À Remoulins, il s’est également rendu responsable d’un fait de vol. L’homme, installé à la terrasse de l’enseigne « La mie câline », s’est rendu à l’arrière du bâtiment pour, semble-t-il, se rendre aux toilettes. Une fois sorti, il n’a pas pu s’empêcher de rentrer dans un des bureaux administratifs de l’enseigne. S’adonnant à une fouille minutieuse, le prévenu a trouvé des tickets-restaurant, déjà tamponnés par la boulangerie. Un vol représentant un préjudice de 230 € pour « La Mie Câline ». Pourtant, ces documents n’ont aucune valeur pour le prévenu au moment du vol, les tickets-restaurant ayant déjà été validés. Reconnu sur la vidéosurveillance lors des deux faits, le quinquagénaire maintient ne pas avoir participé au vol de tickets-restaurant : « S’ils étaient tamponnés, pourquoi je les aurais pris ? »
Un cas de cleptomanie ?
« Seul l’emprisonnement ferme permet de protéger la société », dit Nathalie Welté, procureure de la République, avant de requérir 12 mois d’emprisonnement à l’encontre du quinquagénaire. Déjà incarcéré pour d’autres faits depuis mars 2025, le prévenu est libérable en juin 2030. « Il est malade et il doit être traité comme un malade », plaide maître Khadija Aoudia, intervenant pour l’homme de 58 ans. L’avocate a alors fait reposer le comportement de son client sur la cleptomanie, justifiant ses dires par le fait qu’il vole des biens « sans aucune valeur marchande ». En cas de condamnation, maître Aoudia a demandé la confusion des peines.
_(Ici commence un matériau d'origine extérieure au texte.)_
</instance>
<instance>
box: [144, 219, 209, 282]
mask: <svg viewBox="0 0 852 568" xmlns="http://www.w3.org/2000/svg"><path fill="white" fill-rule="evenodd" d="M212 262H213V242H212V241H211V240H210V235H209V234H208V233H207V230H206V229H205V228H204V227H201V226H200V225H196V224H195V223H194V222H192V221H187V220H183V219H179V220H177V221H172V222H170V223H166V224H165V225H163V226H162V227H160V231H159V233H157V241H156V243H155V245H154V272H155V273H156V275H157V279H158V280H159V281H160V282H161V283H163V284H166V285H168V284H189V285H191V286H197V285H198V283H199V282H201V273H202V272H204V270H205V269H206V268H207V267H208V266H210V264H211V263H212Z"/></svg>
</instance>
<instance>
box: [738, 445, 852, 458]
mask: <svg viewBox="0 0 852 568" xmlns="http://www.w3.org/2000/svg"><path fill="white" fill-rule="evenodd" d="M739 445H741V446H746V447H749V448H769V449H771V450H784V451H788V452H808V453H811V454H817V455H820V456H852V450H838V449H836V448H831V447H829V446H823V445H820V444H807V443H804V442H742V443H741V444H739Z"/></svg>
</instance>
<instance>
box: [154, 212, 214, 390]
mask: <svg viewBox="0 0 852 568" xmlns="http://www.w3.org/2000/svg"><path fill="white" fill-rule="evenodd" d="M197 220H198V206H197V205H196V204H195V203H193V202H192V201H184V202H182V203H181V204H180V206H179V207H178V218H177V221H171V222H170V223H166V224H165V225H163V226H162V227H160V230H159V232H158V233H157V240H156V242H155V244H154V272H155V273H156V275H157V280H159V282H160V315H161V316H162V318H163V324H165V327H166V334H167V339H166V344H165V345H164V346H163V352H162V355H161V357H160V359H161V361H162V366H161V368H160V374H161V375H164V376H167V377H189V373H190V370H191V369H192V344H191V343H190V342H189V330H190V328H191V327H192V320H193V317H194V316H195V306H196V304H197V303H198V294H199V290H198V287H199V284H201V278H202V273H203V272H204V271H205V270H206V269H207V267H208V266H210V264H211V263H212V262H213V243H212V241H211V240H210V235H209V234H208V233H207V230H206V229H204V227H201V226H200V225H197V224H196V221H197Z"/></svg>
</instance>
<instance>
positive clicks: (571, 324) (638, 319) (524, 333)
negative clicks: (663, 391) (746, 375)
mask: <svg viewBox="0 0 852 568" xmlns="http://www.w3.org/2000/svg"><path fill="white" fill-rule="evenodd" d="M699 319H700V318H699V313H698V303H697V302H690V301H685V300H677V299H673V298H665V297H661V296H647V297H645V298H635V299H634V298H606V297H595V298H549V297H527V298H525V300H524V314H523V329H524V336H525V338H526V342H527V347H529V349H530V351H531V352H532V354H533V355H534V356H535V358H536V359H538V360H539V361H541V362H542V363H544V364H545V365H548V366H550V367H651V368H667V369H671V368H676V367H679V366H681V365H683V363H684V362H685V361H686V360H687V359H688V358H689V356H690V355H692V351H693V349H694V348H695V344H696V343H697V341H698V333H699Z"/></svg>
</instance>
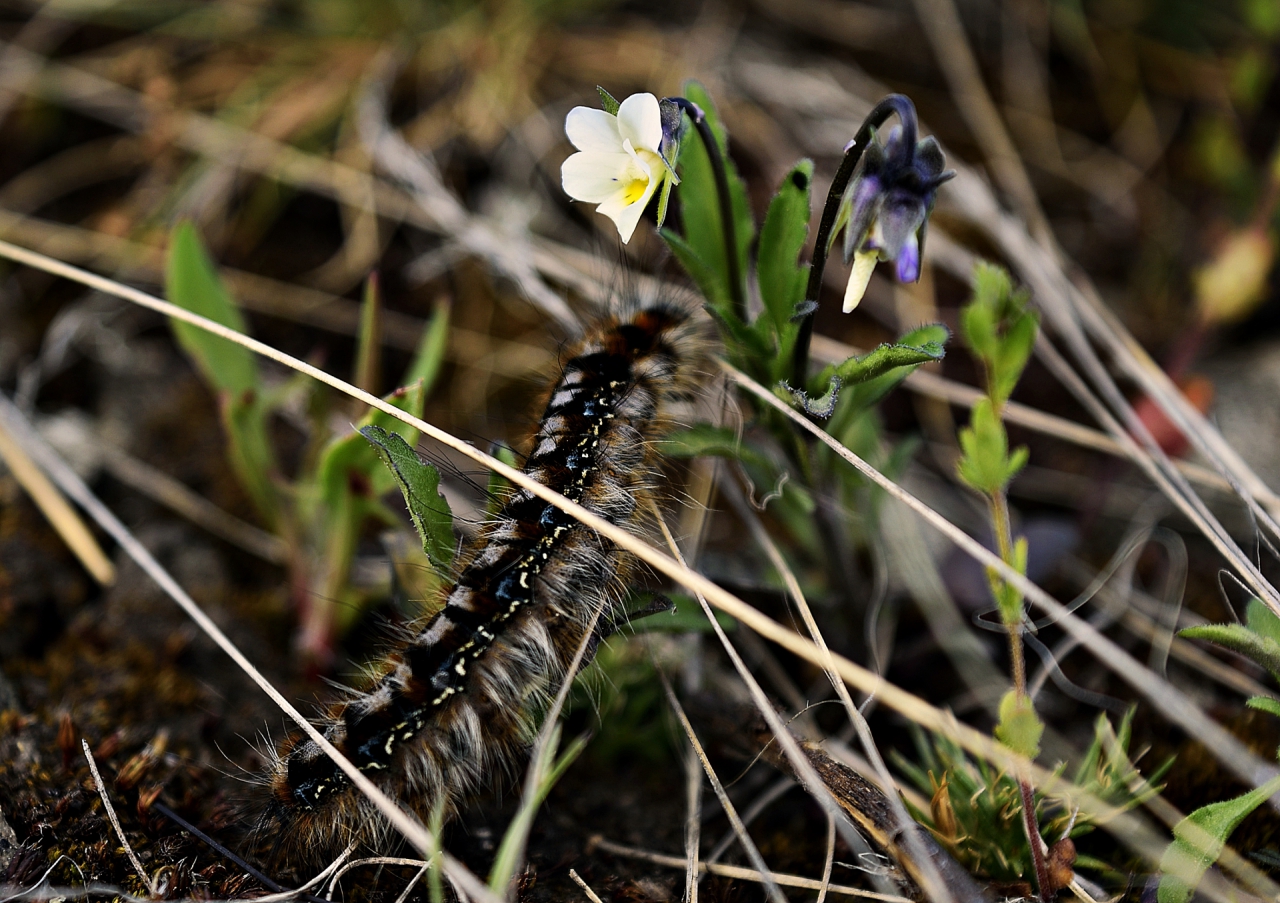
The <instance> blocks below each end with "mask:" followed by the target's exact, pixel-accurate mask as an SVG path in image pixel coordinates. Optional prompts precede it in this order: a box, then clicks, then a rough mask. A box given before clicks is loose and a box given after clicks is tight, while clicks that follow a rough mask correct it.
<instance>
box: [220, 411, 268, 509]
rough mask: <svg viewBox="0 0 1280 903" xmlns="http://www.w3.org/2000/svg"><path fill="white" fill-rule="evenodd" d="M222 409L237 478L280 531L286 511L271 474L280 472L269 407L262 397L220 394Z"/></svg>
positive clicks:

À l’issue du délibéré, le tribunal présidé par Alexia Diot a suivi les réquisitions du procureur de la République. Le prévenu, condamné à de multiples reprises, voit donc son casier judiciaire s’allonger et sa date de sortie de détention reculer d’une année supplémentaire. D’autant qu’il va de nouveau passer devant cette juridiction qu’il connaît bien en avril prochain.